Globally, PCOS affects an estimated 5 %–10 % of women of reproductive age, though prevalence may vary depending on diagnostic criteria and population studied [1]. Historically first described by Stein and Leventhal in 1935 in the context of amenorrhea, hirsutism and
polycystic ovaries, PCOS now is recognized as a heterogeneous syndrome with far-reaching implications beyond the ovary. The diagnosis of PCOS is fundamentally anchored in criteria such as the 2003/2004 Rotterdam consensus, which requires the presence of at least two of the three hallmarks: oligo-/anovulation, clinical/biochemical hyperandrogenism, and polycystic ovarian morphology on ultrasound, after excluding other etiologies [2]. Despite this shared framework, the clinical spectrum of PCOS remains vast ranging from menstrual irregularities, infertility and hyperandrogenic symptoms (hirsutism, acne, hair loss) to metabolic derangements such as insulin resistance, dyslipidemia, obesity and an elevated risk for type 2 diabetes and cardiovascular disease [1]. From a hormonal-pathophysiology viewpoint, PCOS is characterized by a disrupted gonadotropin axis, where luteinizing hormone (LH) is often elevated relative to follicle-stimulating hormone (FSH), contributing to excess androgen production, follicular arrest and anovulation [3]. Concurrently, hyperinsulinemia and insulin resistance amplify ovarian androgen synthesis, reduce sex-hormone binding globulin (SHBG) and promote further metabolic dysfunction. These hormonal disturbances underscore the dual reproductive-metabolic nature of PCOS [4].
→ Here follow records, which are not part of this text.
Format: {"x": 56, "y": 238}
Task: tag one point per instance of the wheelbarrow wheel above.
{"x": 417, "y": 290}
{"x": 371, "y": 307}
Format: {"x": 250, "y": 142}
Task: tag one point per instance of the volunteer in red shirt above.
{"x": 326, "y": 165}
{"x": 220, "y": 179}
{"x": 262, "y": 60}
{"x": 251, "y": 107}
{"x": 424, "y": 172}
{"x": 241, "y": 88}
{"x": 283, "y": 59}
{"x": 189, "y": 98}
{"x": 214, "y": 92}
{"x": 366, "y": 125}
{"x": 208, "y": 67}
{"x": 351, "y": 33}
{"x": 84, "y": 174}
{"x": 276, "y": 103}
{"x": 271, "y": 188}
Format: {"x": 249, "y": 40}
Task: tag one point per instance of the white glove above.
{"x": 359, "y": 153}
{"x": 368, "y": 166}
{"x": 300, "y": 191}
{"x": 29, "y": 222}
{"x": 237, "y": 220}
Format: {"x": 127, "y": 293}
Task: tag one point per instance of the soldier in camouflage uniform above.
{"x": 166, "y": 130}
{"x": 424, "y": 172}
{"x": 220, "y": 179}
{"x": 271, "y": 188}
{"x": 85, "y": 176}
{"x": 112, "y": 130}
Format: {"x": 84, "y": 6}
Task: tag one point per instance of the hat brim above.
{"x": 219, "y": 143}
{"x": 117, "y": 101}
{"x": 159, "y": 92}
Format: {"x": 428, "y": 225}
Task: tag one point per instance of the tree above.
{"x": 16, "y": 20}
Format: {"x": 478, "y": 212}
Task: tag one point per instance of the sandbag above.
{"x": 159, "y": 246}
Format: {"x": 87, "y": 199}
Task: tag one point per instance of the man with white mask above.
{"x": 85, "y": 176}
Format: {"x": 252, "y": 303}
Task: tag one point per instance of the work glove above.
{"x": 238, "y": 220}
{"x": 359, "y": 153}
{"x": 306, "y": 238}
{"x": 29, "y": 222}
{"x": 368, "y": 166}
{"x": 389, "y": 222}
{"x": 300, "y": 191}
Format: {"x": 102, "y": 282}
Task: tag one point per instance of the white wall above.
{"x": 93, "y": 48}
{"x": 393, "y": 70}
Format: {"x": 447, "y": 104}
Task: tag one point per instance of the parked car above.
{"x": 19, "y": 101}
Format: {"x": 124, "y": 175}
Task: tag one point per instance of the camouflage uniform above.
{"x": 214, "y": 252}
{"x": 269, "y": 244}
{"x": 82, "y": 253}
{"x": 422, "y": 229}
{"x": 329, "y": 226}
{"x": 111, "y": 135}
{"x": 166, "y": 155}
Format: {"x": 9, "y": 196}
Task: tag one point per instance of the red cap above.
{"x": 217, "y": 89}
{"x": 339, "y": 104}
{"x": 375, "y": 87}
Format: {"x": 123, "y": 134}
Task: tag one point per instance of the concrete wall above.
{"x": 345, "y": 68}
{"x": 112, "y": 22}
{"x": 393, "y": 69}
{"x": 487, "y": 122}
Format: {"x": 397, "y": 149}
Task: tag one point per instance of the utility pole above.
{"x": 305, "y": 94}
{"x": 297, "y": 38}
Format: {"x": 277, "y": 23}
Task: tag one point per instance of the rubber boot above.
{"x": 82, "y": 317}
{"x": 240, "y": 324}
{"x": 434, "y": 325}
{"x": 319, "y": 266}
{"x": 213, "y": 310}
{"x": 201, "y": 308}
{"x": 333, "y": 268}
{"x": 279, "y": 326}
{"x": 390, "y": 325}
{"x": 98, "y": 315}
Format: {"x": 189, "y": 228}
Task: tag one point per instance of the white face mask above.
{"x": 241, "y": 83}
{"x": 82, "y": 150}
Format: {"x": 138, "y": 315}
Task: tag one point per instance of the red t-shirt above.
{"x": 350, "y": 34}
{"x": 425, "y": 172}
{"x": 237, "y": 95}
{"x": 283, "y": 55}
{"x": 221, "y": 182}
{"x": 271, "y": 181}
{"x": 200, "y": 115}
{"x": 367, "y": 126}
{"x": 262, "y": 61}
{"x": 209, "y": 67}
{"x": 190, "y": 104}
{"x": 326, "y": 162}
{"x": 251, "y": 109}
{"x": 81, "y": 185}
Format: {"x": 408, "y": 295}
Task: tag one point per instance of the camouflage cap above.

Clinically, women with PCOS often present in youth or early adulthood with irregular menstrual cycles (oligomenorrhea or amenorrhea), weight gain or obesity, hirsutism, and features of metabolic syndrome. For example, a descriptive cross-sectional study in Nepal found that 86 % of PCOS patients presented with menstrual irregularity, and 83 % had LH/FSH ratio ≥ 2 [1]. Similarly, a Bangladeshi adolescent cohort reported 88 % with oligomenorrhea, nearly 70 % overweight/obese, 33.7
% with biochemical hyperandrogenism and 90.9 % with dyslipidemia [4]. Such data highlights not only the reproductive burden of PCOS but also the mounting metabolic risk that may accompany it early in the course of disease. In many tertiary-care settings and resource-limited contexts, the recognition of the full spectrum of PCOS is critical. Not only do these patients require evaluation for immediate reproductive concerns (infertility, menstrual dysfunction), but they also merit longitudinal surveillance for metabolic complications—insulin resistance, type 2 diabetes, cardiovascular disease and endometrial morbidity. For instance, in a Bangladeshi hospital-based study, PCOS patients exhibited varied
phenotypes with clear differences in hormonal and anthropometric profiles across phenotypic groups, underscoring the heterogeneity of this condition in real-world settings [2]. Accordingly, the present cross-sectional study in a tertiary-care hospital aimed to delineate the “clinical spectrum” (i.e., the presenting symptoms, anthropometric features, menstrual and hyperandrogenic signs) and to map the “hormonal profiles” (gonadotropins, androgens, LH/FSH ratio, SHBG, etc.) of women diagnosed with PCOS. Given the emerging burden of PCOS and its potential long-term sequelae, especially in younger women in diverse populations, it is imperative to characterize local epidemiological patterns. Such characterization aids in understanding the interplay of ethnicity, body-mass index (BMI), lifestyle factors and hormonal milieu and in identifying at-risk sub-groups for targeted prevention. Evidence suggests that higher BMI and hyperandrogenic phenotypes are linked to more deranged hormonal and metabolic profiles in PCOS [5].
To assess the clinical manifestations and hormonal profiles of women with polycystic ovarian syndrome in a tertiary care hospital.